Buch: Brockert, Siegfried und Gisela Schreiber: Heilende Märchen für Kinder und Eltern. Geschichten, die Kindern helfen, ihre Sorgen und Nöte zu bewältigen und den Eltern helfen, ihre Kinder besser zu verstehen. (1997)
Ausstattung: Hardcover, 208 Seiten.
Inhalt: Ein Erziehungsratgeber, der kapitelweise durch Märchen und Märchenzusammenfassungen ergänzt wird.
Rezension:
Die Autoren des Buches nehmen sich viel vor, wenn man auf den langen Titel blickt. Es geht um Geschichten, die Eltern und Kindern helfen, mit dem Leben und miteinander klar zu kommen. Tatsächlich ist das Buch aber eher ein allgemeiner Erziehungsratgeber, der immer wieder mit thematisch passenden Märchen ergänzt wird.
Das Buch startet interessant. Es thematisiert die Gründe, warum Märchenerzählen wichtig ist und klärt den Märchenbegriff. Dann aber spielen Märchen nur noch am Rande eine Rolle und verkommen eher zum Beiwerk für allgemeine Erziehungsfragen, oft, ohne den systematischen Zusammenhang nachvollziehbar zu erläutern. Das ist schade, denn der Kapitelaufbau weckt durchaus das Interesse des interessierten Lesers. Es geht zum Beispiel um die Entwicklungsherausforderungen beim Heranwachsen (S. 32f.), die Möglichkeiten von „Märchen als Erziehungshilfe“ (S. 66f.) und um „Märchenfiguren als Rollenvorbilder“ (S. 74f). In diesen und weiteren Kapiteln zeigt sich aber stets eine Oberflächlichkeit, die kaum die geweckten Erwartungen erfüllen können. Anstatt zum Beispiel die Märchenfiguren als Rollenvorbilder konkret auszuführen, Beispiele begründet zu entfalten und daran anschließend Möglichkeiten des erzieherischen Umgangs mit Märchen herauszuarbeiten, begnügt sich das Kapitel mit vagen Andeutungen und Hinweisen auf gerade einmal vier bis fünf Märchenfiguren, wie Rapunzel, Schneewittchen und Pinocchio. Die Märchen werden dabei auch nicht präsentiert, sondern nur knapp zusammengefasst, wobei niemals klar wird, welcher Textfassung jeweils gefolgt wird.
Ähnlich geht es in den folgenden Kapiteln weiter.

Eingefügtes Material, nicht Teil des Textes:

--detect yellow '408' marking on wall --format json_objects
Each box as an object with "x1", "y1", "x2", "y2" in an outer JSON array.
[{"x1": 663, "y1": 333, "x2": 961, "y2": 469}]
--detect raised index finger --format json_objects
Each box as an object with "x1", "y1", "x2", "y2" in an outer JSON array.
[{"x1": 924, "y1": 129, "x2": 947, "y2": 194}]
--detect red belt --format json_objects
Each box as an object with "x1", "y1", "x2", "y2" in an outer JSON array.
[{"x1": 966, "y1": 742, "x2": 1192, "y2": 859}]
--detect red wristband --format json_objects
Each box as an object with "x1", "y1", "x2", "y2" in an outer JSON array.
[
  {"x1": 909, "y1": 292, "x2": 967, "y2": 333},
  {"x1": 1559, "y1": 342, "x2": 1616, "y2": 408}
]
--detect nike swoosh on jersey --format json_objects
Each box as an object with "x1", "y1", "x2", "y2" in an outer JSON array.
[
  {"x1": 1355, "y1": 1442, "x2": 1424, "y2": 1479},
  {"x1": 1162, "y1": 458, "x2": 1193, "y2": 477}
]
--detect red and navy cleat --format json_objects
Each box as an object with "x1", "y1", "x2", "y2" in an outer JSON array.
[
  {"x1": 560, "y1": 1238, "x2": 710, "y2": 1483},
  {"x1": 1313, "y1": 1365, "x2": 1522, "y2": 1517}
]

Es geht um den Umgang mit Familienproblemen, während in den letzten vier Kapiteln Märchen für das Wohlbefinden präsentiert werden, unterteilt in körperliches, geistiges, seelisches und soziales Wohlbefinden.
Die Märchen folgen meist den bekannteren „Kinder- und Hausmärchen“ der Brüder Grimm und sind durchaus passend ausgewählt. Allerdings ist auch an diesen Kapiteln problematisch, dass die immer wieder behaupteten Fakten und Verweise auf irgendwelche Studien nicht überprüft werden können, weil genaue Belege fehlen.
Wer sich also für den Inhalt dieses Buches und die dort aufgeworfenen Thesen interessiert, hat kaum eine Chance, sich näher in die Thematik zu vertiefen, ja er kann noch nicht einmal nachvollziehen, wie diese Thesen der Autoren zustande gekommen sind. Man merkt ihnen zwar an, dass sie sich durchaus intensiv mit der Kindererziehung auseinandergesetzt haben (Siegfried Brockert ist Diplom-Psychologe und Journalist, Gisela Schreiber ist ebenfalls Journalistin für medizinische und psychologische Themen). Dass sie sich intensiv mit Märchen oder märchenpädagogischen Fragestellungen auseinandergesetzt haben, ist aber eher zu bezweifeln.
Fazit: Für Eltern, die wenig Erfahrung mit Erziehung mit Märchen haben, sich aber grundsätzlich dafür interessieren, ist dies vielleicht ein ganz nettes Buch; aber nur unter der Voraussetzung, dass sie nicht vorhaben, sich tiefergehend und kritisch mit der Thematik zu befassen.